Dictionary with all contributions in original scale

fit_transform(X_media: ndarray, X_control: ndarray, y: ndarray) Tuple[Tensor, Tensor, Tensor][source]

Fit the scaler and transform data in one step.

Parameters:
  • X_media – Media variables [n_regions, n_timesteps, n_channels]

  • X_control – Control variables [n_regions, n_timesteps, n_controls]

  • y – Target variable [n_regions, n_timesteps]

Returns:

Tuple of (X_media_scaled, X_control_scaled, y_scaled)

deepcausalmmm.GlobalScaler

alias of SimpleGlobalScaler

deepcausalmmm.get_device(device: str | None = None) device[source]

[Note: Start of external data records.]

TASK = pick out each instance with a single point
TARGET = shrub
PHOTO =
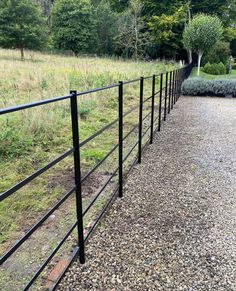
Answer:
(203, 87)
(215, 69)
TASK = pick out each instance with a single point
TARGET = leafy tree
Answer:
(21, 25)
(165, 30)
(73, 25)
(201, 34)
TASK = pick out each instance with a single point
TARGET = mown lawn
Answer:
(210, 77)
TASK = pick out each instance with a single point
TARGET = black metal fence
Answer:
(167, 95)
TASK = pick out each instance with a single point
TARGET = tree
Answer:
(73, 25)
(132, 38)
(165, 30)
(21, 25)
(105, 28)
(201, 34)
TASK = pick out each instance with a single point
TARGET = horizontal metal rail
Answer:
(130, 152)
(145, 117)
(56, 249)
(100, 191)
(130, 132)
(131, 81)
(33, 104)
(19, 185)
(100, 131)
(99, 163)
(101, 214)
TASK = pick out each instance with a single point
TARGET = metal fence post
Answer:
(166, 87)
(77, 169)
(140, 121)
(153, 105)
(175, 74)
(120, 101)
(170, 82)
(177, 86)
(160, 102)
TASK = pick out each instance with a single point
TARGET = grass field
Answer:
(210, 77)
(31, 138)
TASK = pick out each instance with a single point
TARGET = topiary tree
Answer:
(201, 34)
(73, 25)
(21, 25)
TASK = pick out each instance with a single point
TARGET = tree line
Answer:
(147, 29)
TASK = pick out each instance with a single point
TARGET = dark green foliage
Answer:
(73, 25)
(203, 87)
(215, 69)
(220, 53)
(21, 25)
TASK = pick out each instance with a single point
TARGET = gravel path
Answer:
(175, 228)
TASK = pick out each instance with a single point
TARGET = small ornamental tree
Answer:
(201, 34)
(21, 25)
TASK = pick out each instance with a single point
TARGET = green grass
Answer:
(211, 77)
(31, 138)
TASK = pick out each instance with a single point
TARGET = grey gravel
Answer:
(175, 228)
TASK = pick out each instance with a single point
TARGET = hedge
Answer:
(203, 87)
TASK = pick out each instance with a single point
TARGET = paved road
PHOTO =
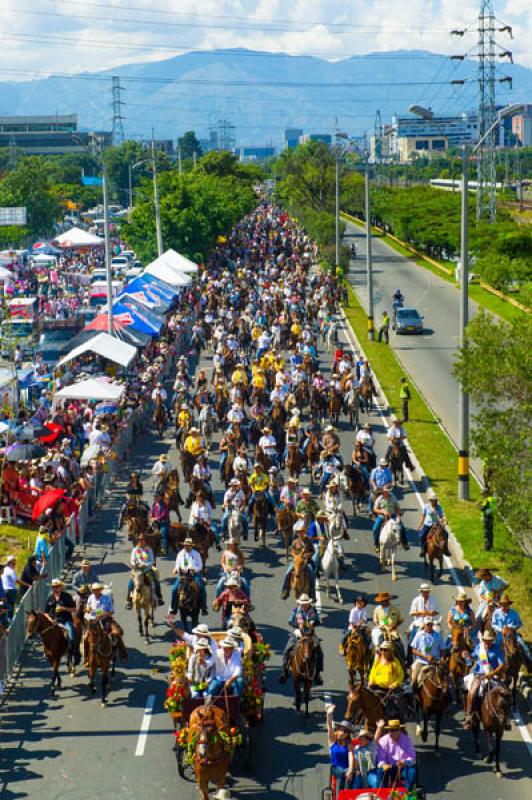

Get the appropriate device for model training/inference.

Parameters:

device – Device specification (‘auto’, ‘cpu’, ‘cuda’, ‘cuda:0’, etc.) If None or ‘auto’, will use CUDA if available

Returns:

Selected device

Return type:

torch.device

Modules

cli

Command-line interface for DeepCausalMMM.

core

Core components of DeepCausalMMM.

exceptions

Custom exceptions for DeepCausalMMM package.

postprocess

Post-processing utilities for DeepCausalMMM analysis and visualization.

utils

Utility functions for DeepCausalMMM.